Александр Малый, студент третьего курса Ленинградского университета, приходился Фире дядей — но был всего на четыре года старше своей племянницы (и на три — меня). Мы подружились с первой встречи. Формально физик, как и я, он, как и я, любил Пушкина и Тютчева, поэзию вообще, особенно ту, что была в те годы в официальном загоне (я имею в виду Серебряный век). И Пастернаком восхищался не меньше. И живопись изучал. Русский импрессионизм, мастеров «Мира искусств», моих любимых художников, Саша знал куда лучше меня! Он жил в Ленинграде, бывал в Москве — а я еще не выбирался из Одессы. Только в понимании архитектуры мы с ним разошлись. Он не разделял моего увлечения готикой, был чужд средневековью. Он был прикован к Элладе — первый искренний эллинист, какого я встретил в жизни.
— Саша, почему ты физик? — удивлялся я (мы с ним быстро — все же родственники — перешли на «ты»). — Тебе нужно быть искусствоведом.
— Ты тоже физик, а увлекаешься искусством и лезешь в философию, — парировал он. — Верхоглядство, скажешь? Во все времена оно было ученой профессией.
Я и не знал, какую глухую и ноющую рану растравляю в его душе…

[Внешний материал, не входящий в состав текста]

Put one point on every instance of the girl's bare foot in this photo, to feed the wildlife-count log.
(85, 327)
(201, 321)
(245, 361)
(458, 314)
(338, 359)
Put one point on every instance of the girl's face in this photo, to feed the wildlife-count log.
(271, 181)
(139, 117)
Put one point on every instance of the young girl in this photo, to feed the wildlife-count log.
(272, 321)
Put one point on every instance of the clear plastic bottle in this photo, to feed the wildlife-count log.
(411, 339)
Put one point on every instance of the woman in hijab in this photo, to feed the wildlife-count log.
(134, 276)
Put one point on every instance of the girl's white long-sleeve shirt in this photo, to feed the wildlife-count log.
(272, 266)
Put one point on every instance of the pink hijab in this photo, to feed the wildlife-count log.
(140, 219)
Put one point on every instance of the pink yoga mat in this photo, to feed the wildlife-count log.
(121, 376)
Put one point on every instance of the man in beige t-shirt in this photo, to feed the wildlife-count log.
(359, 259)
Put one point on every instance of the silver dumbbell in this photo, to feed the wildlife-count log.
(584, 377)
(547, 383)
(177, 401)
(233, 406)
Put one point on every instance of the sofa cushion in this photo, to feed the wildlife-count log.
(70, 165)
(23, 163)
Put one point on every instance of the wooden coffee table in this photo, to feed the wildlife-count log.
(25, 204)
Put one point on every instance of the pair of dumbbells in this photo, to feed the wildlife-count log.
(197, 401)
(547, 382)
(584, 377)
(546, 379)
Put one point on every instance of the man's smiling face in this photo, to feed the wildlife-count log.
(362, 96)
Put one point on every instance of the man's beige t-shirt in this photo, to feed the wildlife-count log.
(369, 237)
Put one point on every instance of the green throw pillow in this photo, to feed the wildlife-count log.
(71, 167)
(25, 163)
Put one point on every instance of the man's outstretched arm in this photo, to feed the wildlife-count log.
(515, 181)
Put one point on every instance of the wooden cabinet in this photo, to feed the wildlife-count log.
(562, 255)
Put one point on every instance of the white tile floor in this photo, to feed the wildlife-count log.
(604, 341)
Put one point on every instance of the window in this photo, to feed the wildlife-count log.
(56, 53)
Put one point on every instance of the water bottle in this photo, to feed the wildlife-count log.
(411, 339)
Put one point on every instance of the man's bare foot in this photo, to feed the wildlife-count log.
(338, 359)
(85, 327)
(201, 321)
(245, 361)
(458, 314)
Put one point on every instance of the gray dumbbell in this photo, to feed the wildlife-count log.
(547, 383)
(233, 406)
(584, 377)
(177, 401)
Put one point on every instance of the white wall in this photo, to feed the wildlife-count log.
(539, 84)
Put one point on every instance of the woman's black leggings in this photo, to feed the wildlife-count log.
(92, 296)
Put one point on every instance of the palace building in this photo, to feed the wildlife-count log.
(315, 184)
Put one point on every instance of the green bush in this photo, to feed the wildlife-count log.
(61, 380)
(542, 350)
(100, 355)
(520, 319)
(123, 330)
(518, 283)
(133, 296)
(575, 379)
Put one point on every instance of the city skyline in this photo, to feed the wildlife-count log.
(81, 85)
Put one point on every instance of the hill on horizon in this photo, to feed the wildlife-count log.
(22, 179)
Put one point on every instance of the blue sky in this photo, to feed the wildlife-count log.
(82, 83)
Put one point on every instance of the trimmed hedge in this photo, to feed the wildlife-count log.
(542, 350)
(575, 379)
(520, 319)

Внешность его тоже покоряла. Невысокий, крепко сколоченный, темноволосый, темнолицый, он озарял всех такими большими, черными — ночного сияния — глазами с белком такой яркой синевы, что даже глаза Фиры (а они казались мне несравненно красивыми) тускнели и пропадали в их свечении. И у него был умный и культурный голос. Я знаю: так говорить не принято, но настаиваю именно на такой формулировке.
Я, конечно, постарался познакомить его со своими друзьями. Осе он сразу понравился — приязнь оказалась взаимной. Они нашли две темы для постоянных бесед и споров: искусство, в котором Саша значительно превосходил Осю, и философию, в которой несравненно сильней был Оскар.
Я уговорил прийти на одно из пленарных заседаний Амоса Большого, моего друга по профшколе № 2, и в перерыве повел его знакомиться с Сашей.
— Малый, — важно произнес Саша и протянул руку.
— Большой, — веско отозвался Амос.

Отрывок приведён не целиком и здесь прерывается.